Oddly ... the impossibilities are suppressed --- the cleverness of the speculation trumpeted, and in some quarters people think its already proven.
B) Macro-evolution - perhaps a bad term. I mean to say, descent with change is proven - children differ from their parents, over time this can lead to changes in a species.
But, the assumption or speculation that this accounts for the grand diveristy of all life on the planet has not been proven, and in fact, scientifically, is a huge and largely unsupported leap. Put another way: the fossil record supports this theory very poorly.
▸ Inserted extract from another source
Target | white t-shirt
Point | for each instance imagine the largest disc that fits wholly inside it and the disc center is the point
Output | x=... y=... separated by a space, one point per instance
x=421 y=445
7 posted on 04/28/2003 8:03 AM PDT by FactQuest
A gratuitous and thoughtless ad hominem.
Many of you like to point the finger at creationists and insist that they behave like your simplistic concept of the historical Jesus. Do you every wonder why your peace-and-love Jesus was hated? Why he was executed? Perhaps a more appropriate comparison would be between the indoctrinated evolutionists and the Pharisees who stopped up their ears before they stoned Stephen.
More silly statements. Protestantism is merely a variation of Judaism and traces its origin to the origin of Judaism. (hint: Protestantism is not a religion per se)
double-verified in unbiased historical reference books
Yeah. Right.
If you are an agnostic, you profess an uncertainty or skepticism about the existence of God, or any being higher than yourself.
More crap. Show me one agnostic that thinks he or she is a higher being.
Present all theories - warts and all.
Allow students TO THINK not tell them what to think.
Allowing students to think for themselves is unacceptable to the Left. It is also unacceptable to the evolutionists. You think there might be a connection? Perhaps one evolved from the other.